El espectáculo de la fuerza y bastedad que las lluvias traen consigo es admirable aunque a veces no lo comprendamos o no tengamos el tiempo para percatarnos de su magnificencia. Inmersos en nuestras actividades y ensimismados en nuestra grandeza, no prestamos atención a las llamadas que indican que el espectáculo natural está latente. Nos atrevemos, en un acto absurdo y autodestructivo, a desafiar a la naturaleza con nuestras ínfulas de todopoderosos. Construimos urbes sobre gigantescas planchas de concreto, minimizando áreas verdes, sobajando los movimientos pluviales y observando con cada vez más obsesión hacía arriba, fijando el límite en el cielo sin antes comprender cómo cimentar bien nuestras ciudades. Confundimos el progreso con amontonamiento de edificios, convertimos la civilidad en desorden y contaminación.

Ignoramos el poder de la naturaleza, construimos sin drenajes suficientes (y los tapamos con basura), no prevemos los escurrimientos pluviales por los suelos y tapamos con tantito cemento áreas susceptibles de derrumbes. Como principio de consecuencias de nuestra humana soberbia tenemos ciudades inundadas, casas y negocios con el agua hasta el cuello; líneas subterráneas del metro que más bien figuran a las más robustas cataratas que sólo se encuentran montaña arriba; hoyos o socavones que devoran vidas humanas y políticas, y derrumbes que bloquean las arterias de la gran ciudad.

Y bien, entonces hay quienes llaman a este tipo de situaciones: “desastres naturales”.  Surgen dos preguntas a partir de aquí: ¿se trata realmente de desgracias causadas por la naturaleza al ser humano? ¿O las destrucciones son producto de la falta de respeto y conocimiento del ser humano hacía la naturaleza? Yo creo que la segunda opción es la correcta. Desde mi punto de vista, la naturaleza sólo realiza sus prácticas ancestrales, sin afanes destructivos. Acciones auto regulatorias, tal vez. Las actividades naturales que hoy presenciamos y denominamos “desastres”, ocurrían antes de que la humanidad viera el sol.

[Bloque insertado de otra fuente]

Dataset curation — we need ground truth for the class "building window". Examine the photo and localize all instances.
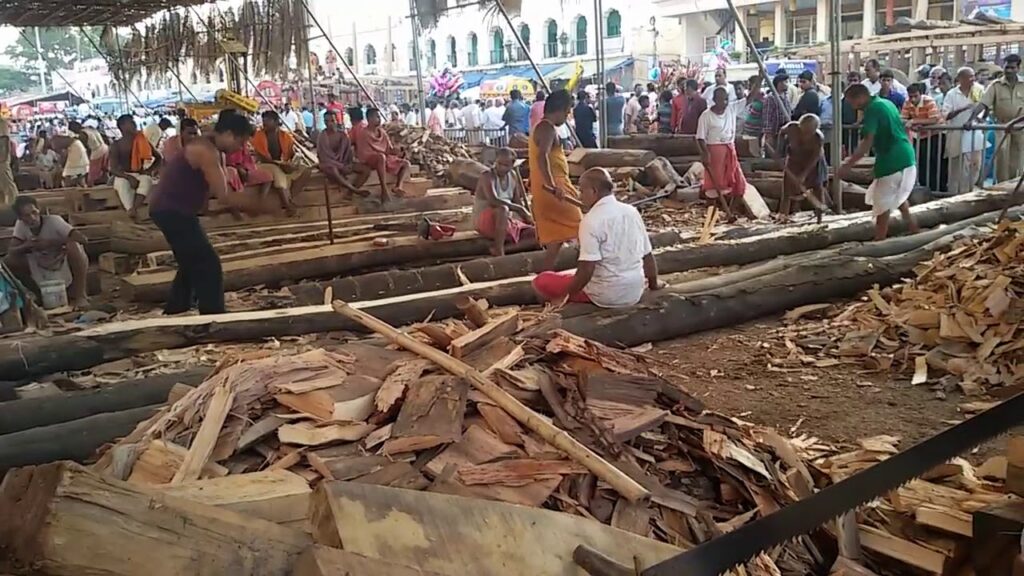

Desde luego que nos afectan debido a que hemos invadido terreno que no nos corresponde o lo hemos habitado sin las precauciones pertinentes.

Hace unas semanas presencié uno de los accidentes más terribles de mi vida: la caída, y eventual muerte, de dos hombres en un socavón en sobre el Paso Exprés en la ciudad de Cuernavaca. Don  Juan Mena López y Juan Mena Romero, padre e hijo respectivamente, eran los nombres de las personas que perecieron en el accidente. Viví la angustia y sufrimiento de los familiares en el lugar de los hechos. Escuché de primera mano las excusas de las autoridades. Los gritos de la sociedad indignada y la ferocidad de los reporteros. Fue algo estremecedor.

Desde luego que hay culpables directos de la tragedia y debe haber castigos, sean quienes sean, pero el problema va más allá de la corrupción o malas prácticas políticas. El tema fundamental es la falta de conciencia y respeto que como sociedad tenemos hacia la fuerza de la naturaleza y hacia el resto de la sociedad. Hay motivos suficientes para creer que la corrupción hizo de las suyas, pero de nuevo, el tema fundamental es que quienes cometieron los actos de corrupción son personas que pertenecen a una estructura familiar en donde supuestamente se les inculcaron valores de respeto. Supuestamente. Nuestras acciones colectivas son el reflejo de nuestras acciones dentro del núcleo familiar. Somos una sociedad corrompida, hemos sido incapaces, como sociedad, de fomentar la responsabilidad y respeto hacia los demás y hacía nuestro entorno como valores preponderantes en nuestra educación. Todo nos vale madre. Como en todos los casos hay sus excepciones, pero en general somos así, nuestra manera de vivir nos delata.

Los seres humanos pertenecemos a la Tierra, formamos parte de ella, las condiciones atmosféricas son propicias para nuestra existencia, produce alimento para plantas y animales, calor, agua, paisajes increíbles, nos da vida. A cambio, únicamente tenemos que ser más amigables e inteligentes a la hora de convivir con la naturaleza, cosa que no hemos hecho a cabalidad.

Existe solución, creo yo. Compleja tanto como el mismo pensamiento humano ya que implica un cambio de conciencia y actitud generalizada. La solución radica en aprender a respetar. Arraigar valores a nuestros hijos. Tan compleja como simple es la solución, pero la hay.